Yaklaşık üç yıldan bu yana tüm dünyada olduğu gibi ülkemizde de devam eden korona virüs salgını başladığından bu yana internet üzerinden yapılan alışveriş hacmi kayda değer oranda büyüme kazanmıştır ticaret sitesi kurarak internet yoluyla para kazanmak oldukça kolay olduğundan bu tür sitelerin sayısı da her geçen gün artmaktadır. Dolayısıyla yapılacak alışverişlerde de son derece dikkatli olmak gerekecektir.
Ülkemizde normal alışverişlerde ihtilaf durumunda tüketici hakem heyetleri bu konuda yetkili kılınmıştır. Amaç tüketicinin haklarını korumak ve yasalara uygun olmayacak şekilde alışverişlerin bir düzen içinde gerçekleşmesini sağlamaktır.
E ticaret konusunda ekonomi yönetimimiz tüketiciyi korumak için bazı kararlar almaktadır.
Son yapılan değişiklikten önce internet satışlarında kanunla belirtilen ve tüketici 14 gün içinde herhangi bir bedel ödemeden vazgeçme hakkı bulunuyordu. Ürün çeşidi ne olursa olsun bu kural tüm alışverişlerde geçerli durumdaydı.
Ancak tüketicinin 14 gün içinde bedel ödemeden vazgeçme hakkı elektronik eşyalar için 1 ekimden başlamak üzere kaldırılma kararı alındı. Tüketiciler telefon, bilgisayar, radyo gibi elektronik eşyaları ürünlerin ambalajlarını bozmasa bile satın aldığı elektronik ürünü hiçbir şekilde iade edemeyecek. Elektronik eşya dışında kalan ürünler ise kusurlu olmadığı taktirde kargo ücreti tüketiciye ait olmak koşuluyla iade edilebilecek.
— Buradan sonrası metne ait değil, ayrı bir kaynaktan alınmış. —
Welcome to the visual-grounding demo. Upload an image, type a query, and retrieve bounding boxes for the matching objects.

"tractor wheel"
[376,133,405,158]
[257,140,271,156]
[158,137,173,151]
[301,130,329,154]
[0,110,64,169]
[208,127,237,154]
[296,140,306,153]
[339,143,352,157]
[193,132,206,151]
Elektronik eşyaların iade edilememesi konusunda alınan bu karar tüketiciler tarafından tepki çekti ve tüketiciler birliği başkanı başta olmak üzere çeşitli itirazlar gündeme geldi. Tüketicilerin elinden alınan bu hak tamamen mantığa uygun değildir ve derhal alınan bu karardan vazgeçilmesi gerekir. Özellikle elektronik eşya konusunda tüketiciler herhangi bir hata ve noksan oluşumunda ürünü iade edemeyeceklerdir. Elektronik ürünler konusunda ilk akla gelen ikinci el ürün gönderimi, garantisi bitimine az kalmış sevkiyatlar, arızalı ürünler başta olmak üzere birçok sorun internet alışverişinde yaşanması muhtemeldir. Çünkü bu tür ürünleri görmeden tamamen güvene dayalı bir şekilde satın almaya çalıştığımız için suistimaller de yaşanması akla gelebilir. Yani elektronik ürünler hata veya suistimale diğer ürünlerden daha açıktır. Dolayısıyla alınan bu kararın kaldırılması zorunludur. Tüketicinin iade hakkı, yani ‘cayma hakkı’ dediğimiz 14 gün içerisinde herhangi bir bedel ödemeden vazgeçme hakkı bitirildi. Artık tüketici, kanunda verilen hakkını kullanamayacaktır.
Yönetmeliğin dolandırıcılığı artıracağını iddia eden ve iptali için Danıştay’a başvuruda bulunduklarını kaydeden Tüketiciler Birliği Genel Başkanı Mahmut Şahin, şu ifadeleri kullandı;
*Tüketiciye bu hak kanunla veriliyor, fakat daha küçük bir şey olan yönetmelikle alınıyor. Bunu yapan Tüketiciyi Koruma Genel Müdürlüğü. Tüketiciyi değil, satıcıyı koruyan bir genel müdürlükle karşı karşıyayız.
*Hatta bir sene içerisinde bu genel müdürlük, dolandırıcıları koruyan genel müdürlüğe doğru koşarak gidiyor. Farkındalar mı bilmiyorum. Biz bu yönetmeliğin iptali için Danıştay’a başvurumuzu yaptık. Bu yönetmelik iptal edilecek, çünkü bu yönetmelik dolandırıcılığı artıracak” ifadelerini kullandı.
Yukarıda anlatmaya çalıştığım konu, tüketicinin haklarının elinden alınmasıdır. Hâlbuki yasa ve yönetmelikler tüketicinin veya vatandaşın hakkını korumak için yürürlüğe konmalıdır. Umarım bu yanlıştan en kısa zamanda vazgeçilerek tüketicinin hakkı geri verilir.